Le choix de l'auteur de revenir à la ligne à chaque phrase est au départ déstabilisant : on peine à s'immerger pleinement dans ce texte qui met sur le même plan récit à la 3e personne, dialogues et interventions du narrateur. le style, un peu froid, un peu saccadé, crée une certaine distance. Malgré tout on accroche, happé par certaines phrases ainsi mises en exergue, et par un sentiment diffus d'émotion contenue. Et voilà que l'auteur l'avoue lui-même : « J'éprouvais la nécessité d'aller à la ligne pour respirer ». Imposer une certaine distanciation pour ne pas se laisser submerger par son bouleversement intérieur. Car Foenkinos a marché sur les pas de Charlotte, visitant chacun des lieux marquants de sa vie afin de mieux ressentir ce qu'a vécu l'artiste, et comprendre les événements et personnages qui l'ont construite. Une quête que l'on devine passionnée, quasi obsessionnelle. Émouvante aussi, la talentueuse jeune femme ayant constamment frôlé le désespoir et la folie au cours de sa brève existence. La partie biographique est empreinte de solitude et de tristesse (famille suicidaire, père absent, amours contrariées...), que viennent à peine raviver les succès artistiques. Il faut dire que le contexte historique n'aide pas...

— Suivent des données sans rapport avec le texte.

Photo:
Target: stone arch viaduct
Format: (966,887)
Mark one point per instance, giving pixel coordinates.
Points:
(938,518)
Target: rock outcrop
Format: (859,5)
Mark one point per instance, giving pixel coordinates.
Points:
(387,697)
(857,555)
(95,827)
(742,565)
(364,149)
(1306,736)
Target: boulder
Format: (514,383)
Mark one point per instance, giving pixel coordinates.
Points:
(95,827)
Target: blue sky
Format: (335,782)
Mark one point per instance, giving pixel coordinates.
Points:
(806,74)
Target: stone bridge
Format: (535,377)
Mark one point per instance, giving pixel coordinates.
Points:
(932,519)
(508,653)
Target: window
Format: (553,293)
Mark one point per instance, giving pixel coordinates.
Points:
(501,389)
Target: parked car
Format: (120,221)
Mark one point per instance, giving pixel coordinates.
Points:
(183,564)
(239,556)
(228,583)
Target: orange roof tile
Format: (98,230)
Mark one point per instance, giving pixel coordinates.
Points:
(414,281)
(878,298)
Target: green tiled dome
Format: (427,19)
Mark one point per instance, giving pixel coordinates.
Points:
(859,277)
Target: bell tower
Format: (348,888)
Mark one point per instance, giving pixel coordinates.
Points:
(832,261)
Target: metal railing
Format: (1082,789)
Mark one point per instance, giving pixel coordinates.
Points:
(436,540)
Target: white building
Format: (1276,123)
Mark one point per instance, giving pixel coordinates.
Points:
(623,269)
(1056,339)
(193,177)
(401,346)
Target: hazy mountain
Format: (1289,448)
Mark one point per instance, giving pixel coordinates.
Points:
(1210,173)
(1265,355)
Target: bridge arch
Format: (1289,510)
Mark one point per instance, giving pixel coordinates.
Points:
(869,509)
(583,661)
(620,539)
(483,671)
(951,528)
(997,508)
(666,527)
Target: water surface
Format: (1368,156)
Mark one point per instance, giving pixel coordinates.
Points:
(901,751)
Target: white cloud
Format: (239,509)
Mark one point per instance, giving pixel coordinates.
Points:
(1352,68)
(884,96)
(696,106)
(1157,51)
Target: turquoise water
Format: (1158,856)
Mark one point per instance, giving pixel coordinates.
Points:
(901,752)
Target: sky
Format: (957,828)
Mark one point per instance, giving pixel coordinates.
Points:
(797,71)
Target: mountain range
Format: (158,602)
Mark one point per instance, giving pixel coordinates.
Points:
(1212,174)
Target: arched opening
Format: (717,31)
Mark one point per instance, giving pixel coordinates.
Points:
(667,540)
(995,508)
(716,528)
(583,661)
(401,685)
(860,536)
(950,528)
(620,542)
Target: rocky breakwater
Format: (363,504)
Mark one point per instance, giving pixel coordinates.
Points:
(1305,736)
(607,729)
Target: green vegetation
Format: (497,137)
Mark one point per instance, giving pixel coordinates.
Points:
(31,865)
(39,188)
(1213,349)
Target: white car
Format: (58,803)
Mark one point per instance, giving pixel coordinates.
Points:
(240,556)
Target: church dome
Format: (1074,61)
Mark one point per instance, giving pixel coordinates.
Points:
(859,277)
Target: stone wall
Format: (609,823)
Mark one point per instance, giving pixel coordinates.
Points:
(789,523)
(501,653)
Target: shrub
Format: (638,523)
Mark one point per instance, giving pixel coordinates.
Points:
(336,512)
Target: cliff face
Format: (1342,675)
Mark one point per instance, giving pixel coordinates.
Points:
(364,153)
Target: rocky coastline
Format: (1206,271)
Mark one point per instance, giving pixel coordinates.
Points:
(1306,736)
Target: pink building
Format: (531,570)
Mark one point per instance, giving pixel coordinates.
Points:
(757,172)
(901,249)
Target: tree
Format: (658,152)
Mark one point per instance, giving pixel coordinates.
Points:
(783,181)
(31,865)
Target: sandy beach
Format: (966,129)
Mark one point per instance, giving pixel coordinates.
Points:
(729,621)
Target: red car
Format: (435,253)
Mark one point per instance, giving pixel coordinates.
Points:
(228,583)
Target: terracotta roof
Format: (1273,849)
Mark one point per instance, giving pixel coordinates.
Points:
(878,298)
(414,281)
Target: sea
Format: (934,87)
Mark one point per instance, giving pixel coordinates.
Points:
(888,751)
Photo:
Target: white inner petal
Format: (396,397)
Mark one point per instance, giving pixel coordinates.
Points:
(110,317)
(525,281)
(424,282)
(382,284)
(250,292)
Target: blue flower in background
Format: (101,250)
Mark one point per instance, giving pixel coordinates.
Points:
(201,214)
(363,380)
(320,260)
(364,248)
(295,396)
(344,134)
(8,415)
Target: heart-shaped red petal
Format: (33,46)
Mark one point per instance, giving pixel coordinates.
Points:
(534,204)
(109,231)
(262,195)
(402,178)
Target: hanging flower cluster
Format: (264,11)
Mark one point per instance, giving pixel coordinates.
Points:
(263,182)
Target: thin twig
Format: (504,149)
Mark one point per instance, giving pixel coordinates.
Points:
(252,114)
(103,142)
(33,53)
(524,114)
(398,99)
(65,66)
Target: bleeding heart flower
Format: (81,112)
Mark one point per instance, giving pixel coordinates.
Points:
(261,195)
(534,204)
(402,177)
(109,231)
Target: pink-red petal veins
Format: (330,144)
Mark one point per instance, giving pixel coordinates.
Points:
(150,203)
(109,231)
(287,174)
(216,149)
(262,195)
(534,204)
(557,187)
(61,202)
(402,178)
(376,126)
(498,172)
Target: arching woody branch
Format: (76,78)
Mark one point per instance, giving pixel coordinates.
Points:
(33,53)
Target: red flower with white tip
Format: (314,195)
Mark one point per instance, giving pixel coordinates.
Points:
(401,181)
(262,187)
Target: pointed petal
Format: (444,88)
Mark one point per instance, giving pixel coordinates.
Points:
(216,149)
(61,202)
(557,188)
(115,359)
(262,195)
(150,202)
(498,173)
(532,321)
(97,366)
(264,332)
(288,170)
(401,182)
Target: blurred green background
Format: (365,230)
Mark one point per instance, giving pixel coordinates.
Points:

Et c'est bien la thématique « art et nazisme » qui, à l'origine, m'a attirée vers ce livre. J'ai appris que les élites (intellectuels, artistes, médecins, professeurs) ont été les premiers touchés par l'antisémitisme montant. Dès 1933, la belle-mère de Charlotte, la cantatrice Paula Lindberg, perd le droit de se produire en dehors d'un public juif, de même pour son père Albert dans l'exercice de la médecine... Et puis les nazis décident de « mater aussi les pinceaux » : Charlotte entre in extremis aux Beaux-Arts (« Elle pourrait être une menace pour les jeunes aryens. La juive est séductrice, perverse »), se voit ensuite refuser les récompenses qu'elle mérite (« Il est impossible qu'elle reçoive ce prix. On parlerait d'enjuivement de l'école »)... La répression, la peur, l'exil, les dénonciations, les arrestations... « Ce n'est pas une vie pour une jeune femme » ! Alors Charlotte peint, pour exprimer sa souffrance, « pour ne pas devenir folle ». Entre angoisse et désespoir, elle crée une oeuvre originale associant peinture, textes et musique : « Vie ? Ou Théâtre ? », « Une union des arts nécessaire à la cicatrisation d'une vie abîmée », une forme inventive pour livrer sa vérité à elle. Avant de mourir.
Je cherchais un témoignage sur la guerre, j'ai découvert une artiste !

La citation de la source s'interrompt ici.